SIX STORIES by Robert A. Heinlein

The creature known as Alice spoke up. “Could he not have the Taj Mahal next sequence? For some reason he values it.”

“You are becoming assimilated!”

“Perhaps. I am not in fear. Will he receive it?”

“It will be considered.”

The Glaroon continued with orders: “Leave structures standing until adjournment. New York City and Harvard University are now dismantled. Divert him from those sectors.

“Move!”

OUR FAIR CITY

Pete Perkins turned into the all-nite parking lot and called out, “Hi, Pappy!”

The old parking lot attendant looked up and answered, “Be with you in a moment, Pete.” He was tearing a Sunday comic sheet in narrow strips. A little whirlwind waltzed near him, picking up pieces of old newspaper and bits of dirt and flinging them in the faces of passing pedestrians. The old man held out to it a long streamer of the brightly colored funny-paper. “Here, Kitten,” he coaxed. “Come, Kitten-”

The whirlwind hesitated, then drew itself up until it was quite tall, jumped two parked cars, and landed sur le point near him.

It seemed to sniff at the offering.

“Take it, Kitten,” the old man called softly and let the gay streamer slip from his fingers. The whirlwind whipped it up and wound it around its middle. He tore off another and yet another; the whirlwind wound them in corkscrew through the loose mass of dirty paper and trash that constituted its visible body. Renewed by cold gusts that poured down the canyon of tall buildings, it swirled faster and even taller, while it lifted the colored paper ribbons in a fantastic upswept hair-do. The old man turned, smiling. “Kitten does like new clothes.”

“Take it easy, Pappy, or you’ll have me believing in it.”

“Eh? You don’t have to believe in Kitten-you can see her.”

“Yeah, sure-but you act as if she-I mean ‘it’-could understand what you say.”

“You still don’t think so?” His voice was gently tolerant.

“Now, Pappy!”

“Hmm . . . lend me your hat.” Pappy reached up and took it. “Here, Kitten,” he called. “Come back, Kitten!” The whirlwind was playing around over their heads, several stories high. It dipped down.

“Hey! Where you going with that chapeau?” demanded Perkins.

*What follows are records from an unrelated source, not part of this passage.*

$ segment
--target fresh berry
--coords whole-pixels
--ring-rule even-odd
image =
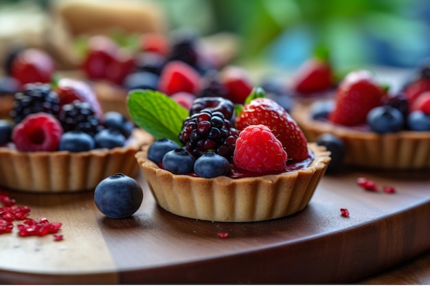
[[[230,100],[220,97],[199,97],[196,99],[191,108],[190,115],[199,113],[203,109],[210,109],[212,111],[219,111],[224,117],[230,120],[234,115],[234,104]]]
[[[192,173],[196,159],[183,148],[174,149],[166,153],[163,166],[166,170],[177,174]]]
[[[334,86],[331,65],[328,61],[317,58],[305,61],[293,79],[293,88],[303,95],[324,92]]]
[[[103,125],[106,128],[119,131],[126,138],[131,135],[135,124],[124,115],[116,111],[109,111],[103,115]]]
[[[128,74],[124,80],[123,86],[128,91],[133,89],[157,90],[159,77],[149,71],[136,71]]]
[[[411,104],[422,93],[430,91],[430,78],[422,78],[409,82],[404,88],[408,102]]]
[[[10,75],[21,84],[51,82],[55,62],[46,52],[29,48],[19,52],[14,58]]]
[[[57,151],[63,132],[53,115],[34,113],[16,124],[12,139],[19,151]]]
[[[8,120],[0,119],[0,146],[12,140],[13,124]]]
[[[343,141],[331,133],[323,133],[317,137],[315,142],[319,145],[324,146],[331,153],[331,160],[327,167],[327,173],[339,171],[343,166],[346,154]]]
[[[113,149],[123,147],[126,143],[124,137],[119,131],[110,128],[103,129],[94,135],[96,148]]]
[[[95,147],[94,139],[82,131],[69,131],[61,136],[59,151],[80,152],[89,151]]]
[[[227,98],[243,104],[253,87],[251,75],[243,68],[227,66],[220,71],[220,82],[227,89]]]
[[[97,208],[108,217],[123,219],[133,215],[142,204],[144,193],[133,178],[117,173],[103,179],[94,190]]]
[[[102,106],[95,93],[85,82],[71,78],[61,78],[57,82],[56,91],[60,98],[60,106],[80,100],[89,103],[99,119],[103,116]]]
[[[159,164],[163,162],[163,157],[166,153],[179,148],[180,146],[178,143],[170,139],[167,138],[158,139],[148,148],[148,158]]]
[[[411,130],[430,131],[430,115],[421,110],[415,110],[409,113],[407,122]]]
[[[98,117],[89,102],[75,100],[62,106],[58,119],[65,132],[78,130],[93,136],[100,128]]]
[[[144,53],[155,53],[163,57],[170,52],[170,43],[168,38],[161,34],[143,34],[139,39],[139,49]]]
[[[364,70],[350,73],[341,82],[335,95],[335,109],[329,115],[332,122],[346,126],[366,123],[370,110],[382,105],[386,91]]]
[[[196,95],[201,88],[201,78],[197,71],[183,62],[174,60],[163,69],[157,89],[171,95],[180,91]]]
[[[421,110],[427,115],[430,115],[430,91],[421,93],[412,102],[410,111]]]
[[[225,157],[208,151],[194,162],[194,173],[202,178],[227,176],[230,171],[230,163]]]
[[[310,117],[313,119],[327,119],[334,106],[331,99],[317,100],[310,104]]]
[[[253,99],[245,104],[236,119],[240,131],[250,125],[263,124],[282,143],[288,159],[301,160],[308,157],[307,141],[303,131],[290,115],[275,101],[265,97]]]
[[[89,38],[82,69],[90,80],[106,78],[107,67],[114,60],[118,45],[110,38],[98,35]]]
[[[23,91],[15,94],[10,117],[17,123],[32,113],[45,112],[58,115],[60,110],[57,93],[47,84],[27,84]]]
[[[223,113],[203,109],[183,121],[179,139],[195,158],[213,150],[231,160],[237,136],[237,130]]]
[[[192,106],[192,104],[196,98],[194,95],[185,91],[174,93],[170,96],[170,97],[188,110],[191,108],[191,106]]]
[[[282,171],[286,160],[282,143],[269,127],[251,125],[239,134],[233,157],[235,167],[256,172]]]
[[[405,120],[398,109],[390,106],[378,106],[367,113],[367,125],[376,133],[396,132],[403,129]]]

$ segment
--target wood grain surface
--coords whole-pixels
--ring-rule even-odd
[[[396,193],[364,191],[360,176]],[[172,215],[139,180],[144,202],[124,219],[100,213],[92,192],[10,192],[30,217],[61,222],[64,239],[0,235],[0,283],[430,283],[429,171],[326,176],[303,211],[251,223]]]

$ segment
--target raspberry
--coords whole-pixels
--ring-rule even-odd
[[[56,151],[63,135],[61,123],[53,115],[38,112],[18,123],[12,139],[19,151]]]
[[[286,167],[286,152],[267,126],[251,125],[239,134],[233,163],[251,171],[282,171]]]

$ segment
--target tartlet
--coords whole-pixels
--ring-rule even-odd
[[[280,174],[231,178],[175,175],[148,159],[148,147],[135,154],[157,203],[177,215],[216,222],[257,222],[303,210],[330,160],[330,152],[308,144],[313,160],[303,169]]]
[[[0,147],[0,186],[32,193],[67,193],[93,189],[115,173],[138,174],[135,154],[152,141],[135,128],[126,146],[88,152],[19,152]]]

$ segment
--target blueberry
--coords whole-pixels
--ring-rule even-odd
[[[60,151],[70,151],[71,152],[80,152],[94,149],[95,142],[94,139],[88,133],[82,131],[69,131],[65,132],[60,139]]]
[[[119,131],[106,128],[94,136],[94,141],[96,148],[113,149],[115,147],[123,147],[126,143],[126,137]]]
[[[213,152],[207,152],[194,163],[194,172],[199,177],[215,178],[227,176],[229,171],[229,160]]]
[[[430,115],[422,110],[412,111],[407,119],[407,126],[414,131],[430,131]]]
[[[134,123],[124,115],[116,111],[109,111],[103,115],[104,127],[117,130],[124,137],[128,138],[135,128]]]
[[[124,87],[132,89],[150,89],[155,91],[158,86],[159,76],[149,71],[137,71],[130,73],[124,80]]]
[[[194,161],[194,157],[183,148],[169,151],[163,157],[164,169],[175,174],[192,173]]]
[[[97,208],[113,219],[132,215],[139,209],[143,199],[144,193],[139,183],[121,173],[103,179],[94,191]]]
[[[331,152],[331,161],[327,167],[327,173],[338,171],[343,165],[346,147],[343,141],[331,133],[323,133],[317,137],[315,142],[324,146]]]
[[[310,116],[313,119],[326,119],[335,107],[331,99],[321,99],[313,102],[310,105]]]
[[[148,158],[157,164],[160,163],[163,161],[166,153],[178,148],[180,148],[178,143],[170,139],[167,138],[159,139],[149,146]]]
[[[376,133],[396,132],[405,126],[402,112],[391,106],[378,106],[371,110],[367,114],[367,124],[372,131]]]

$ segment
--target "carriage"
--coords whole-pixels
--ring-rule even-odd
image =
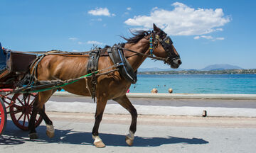
[[[36,55],[7,50],[0,44],[0,135],[4,130],[7,114],[10,114],[18,128],[28,130],[28,122],[37,94],[11,93],[36,58]],[[41,116],[37,115],[36,126],[42,120]]]
[[[1,47],[0,132],[4,129],[6,114],[10,113],[19,128],[28,130],[29,123],[30,139],[38,138],[36,127],[42,118],[46,135],[53,137],[54,127],[45,112],[44,104],[54,92],[63,89],[74,94],[92,96],[95,101],[97,98],[92,132],[97,147],[105,147],[98,130],[107,101],[112,99],[127,109],[132,115],[132,123],[125,141],[132,145],[137,113],[126,93],[131,84],[137,81],[137,70],[146,57],[163,61],[174,69],[181,64],[170,37],[156,25],[153,26],[151,31],[140,30],[133,33],[132,38],[123,38],[127,40],[126,43],[96,47],[84,53],[54,50],[38,57],[38,52],[11,52]],[[24,83],[28,81],[27,74],[31,79],[28,84]],[[37,115],[38,113],[41,115]]]

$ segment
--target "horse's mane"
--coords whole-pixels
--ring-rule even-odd
[[[132,38],[125,38],[124,36],[121,36],[123,39],[126,40],[127,43],[137,43],[141,39],[144,38],[145,36],[149,35],[151,33],[150,30],[135,30],[134,32],[131,31],[131,33],[134,35]]]

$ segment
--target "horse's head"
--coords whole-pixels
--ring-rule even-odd
[[[151,52],[154,50],[151,54],[165,58],[164,62],[171,65],[171,68],[178,68],[182,62],[171,38],[155,24],[154,24],[154,31],[150,37],[152,40]]]

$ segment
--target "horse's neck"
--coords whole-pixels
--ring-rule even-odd
[[[124,47],[143,54],[146,54],[149,52],[149,40],[144,38],[136,44],[125,44]],[[146,58],[146,57],[142,55],[134,55],[135,53],[130,52],[127,50],[125,52],[126,57],[129,57],[127,60],[134,71],[138,69]]]

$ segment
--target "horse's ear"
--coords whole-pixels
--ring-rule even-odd
[[[154,31],[158,32],[160,30],[160,29],[154,23],[153,23],[153,27]]]

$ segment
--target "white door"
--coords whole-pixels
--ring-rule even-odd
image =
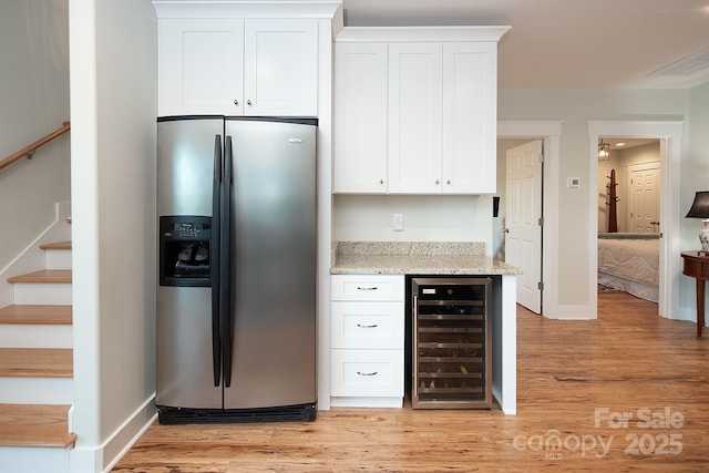
[[[659,233],[659,163],[636,164],[628,166],[628,189],[630,189],[630,232]]]
[[[505,263],[522,269],[517,302],[542,312],[542,140],[507,150]]]

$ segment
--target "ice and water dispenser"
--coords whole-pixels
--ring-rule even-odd
[[[210,286],[212,217],[160,217],[160,285]]]

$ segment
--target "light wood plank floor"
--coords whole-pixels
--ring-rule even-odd
[[[709,336],[626,294],[598,299],[594,321],[518,309],[516,417],[333,409],[311,423],[156,423],[113,471],[709,471]]]

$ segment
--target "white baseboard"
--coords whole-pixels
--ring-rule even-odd
[[[100,445],[81,445],[70,452],[70,472],[109,473],[125,453],[137,442],[145,431],[157,420],[155,393],[146,399],[113,433]]]

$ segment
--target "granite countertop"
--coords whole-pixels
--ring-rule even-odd
[[[338,241],[333,275],[521,275],[514,266],[485,256],[474,241]]]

“Just a moment- Here, Kitten!” The whirlwind sat down suddenly, spilling its load. The old man handed it the hat. The whirlwind snatched it and started it up a fast, long spiral.

“Hey!” yelped Perkins. “What do you think you’re doing? That’s not funny-that hat cost me six bucks only three years ago.”

“Don’t worry,” the old man soothed. “Kitten will bring it back.”

“She will, huh? More likely she’ll dump it in the river.”

“Oh, no! Kitten never drops anything she doesn’t want to drop. Watch.” The old man looked up to where the hat was dancing near the penthouse of the hotel across the street. “Kitten! Oh, Kitten! Bring it back.”

The whirlwind hesitated, the hat fell a couple of stories. It swooped, caught it, and juggled it reluctantly. “Bring it here, Kitten.”

The hat commenced a downward spiral, finishing in a long curving swoop. It hit Perkins full in the face. “She was trying to put it on your head,” the attendant explained. “Usually she’s more accurate.”

“She is, eh?” Perkins picked up his hat and stood looking at the whirlwind, mouth open.

“Convinced?” asked the old man.

” ‘Convinced?’ Oh, sho’ sho’.” He looked back at his hat, then again at the whirlwind. “Pappy, this calls for a drink.”

They went inside the lot’s little shelter shack; Pappy found glasses; Perkins produced a pint, nearly full, and poured two generous slugs. He tossed his down, poured another, and sat down. “The first was in honor of Kitten,” he announced. “This one is to fortify me for the Mayor’s banquet.”

Pappy cluck-clucked sympathetically. “You have to cover that?”

“Have to write a column about something, Pappy. ‘Last night Hizzoner the Mayor, surrounded by a glittering galaxy of highbinders, grifters, sycophants, and ballot thieves, was the recipient of a testimonial dinner celebrating-‘ Got to write something, Pappy, the cash customers expect it. Why don’t I brace up like a man and go on relief?”

“Today’s column was good, Pete,” the old man comforted him. He picked up a copy of the Daily Forum; Perkins took it from him and ran his eye down his own column.